REVIEW: Rapi Kaur’s ‘milk and honey’

does creating simple
statements with
punctuation and

line breaks

make it poetry?

– this style really annoyed me

FullSizeRender-3 copy

I have seen many social media posts about milk and honey on my feed over the past few months. It seemed like every other Instagram post was a snapshot of the book with bloggers galore flat-laying it with coffee and fluffy socks. Eventually I caved in and bought the damn thing.


The book is simply a collection of poetry and illustrations. Seemed right up my street. The book is split into four chapters, each serving a different purpose. With themes of violence, abuse, love, lust, loss, and femininity; I was sure it was going to pack a punch. Unfortunately, I was severely underwhelmed. Especially considering the hype surrounding both the poet and her work.

At first the poetry seemed rather simple with beautiful fine-line illustrations to accompany them. Nice enough. But this becomes tedious quickly. Some ‘poems’ are solely basic sentences with random line breaks, no punctuation, and lower case ‘i’s scattered throughout. They aren’t lyrical whatsoever and some just read as a statement or a command. Which is fine – I guess. However, these statements are over-used and clichéd feminist remarks, they lack the substance and much needed ingenuity. Some poems felt like fillers to the piece of art below it. The illustrations are quite possibly the best thing about the collection.

“you must
want to spend
the rest of your life
with yourself

Don’t get me wrong – disjointed and muddled syntax has a rightful place in poetry. Take American underground poet, Charles Bukowski, for example.  The main difference being that Bukowski’s choice of language had a carefully thought-out purpose.

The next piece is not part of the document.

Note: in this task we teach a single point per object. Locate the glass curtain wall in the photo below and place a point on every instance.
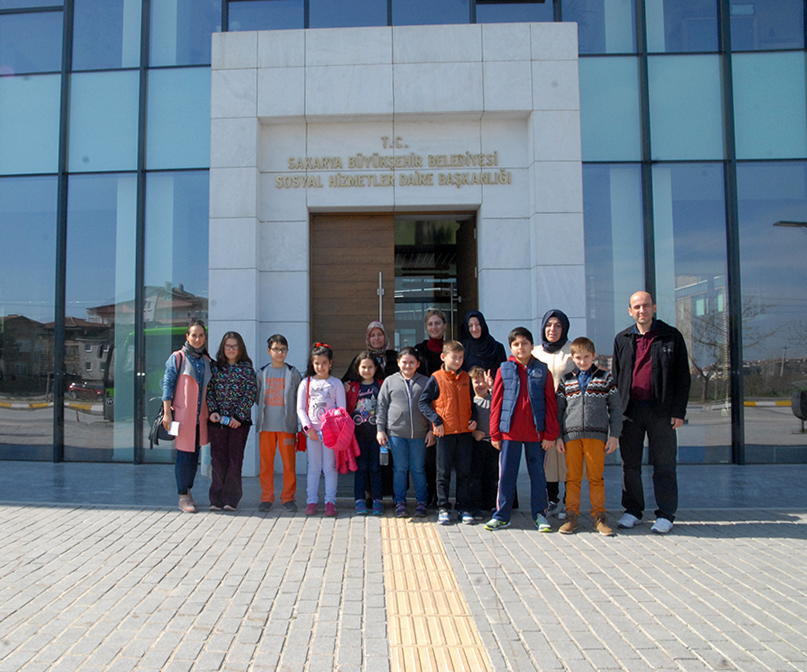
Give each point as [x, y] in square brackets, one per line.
[773, 249]
[27, 291]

There is a place for this type of ‘poetry’ though. It’s sensationalist internet poetry created from the depths of social media, maybe it should stay there. I feel as though this new millennial net poetry does not translate well onto a page.

“i am either in love
or in lust with
the writing
or both”

It was almost too ‘tumblr’ for me. I feel as though my 19-year-old self would have really loved this collection on the day of my first break-up. I recall creating a poetry collection for a module at university shortly afterwards, it had very similar sentiments and style- perhaps that’s why I disliked it so much. On the other hand, if it gets a younger audience into poetry outside of the classroom then sure, the collection has a bigger impact. But for heaven’s sake pick up the works of Lowell, Plath and Sexton if Confessionalism is your thing.


What I can say is that the poet/artist has put her true emotions and experiences into the book. I do not want to belittle the subject content because it is relevant. The more we break the taboos of femininity and the female sexual experience, the better.

Kaur’s collection is so personal and intimate I almost feel guilty for criticising it, but the reading of it left much to be desired.

2/5 stars.

[Disclaimer: Any quotes/pictures are copyright of Rupi Kaur. I do not own the rights to any used for this post. Pictures were taken by iPhone 5S of Rupi Kaur’s milk and honey].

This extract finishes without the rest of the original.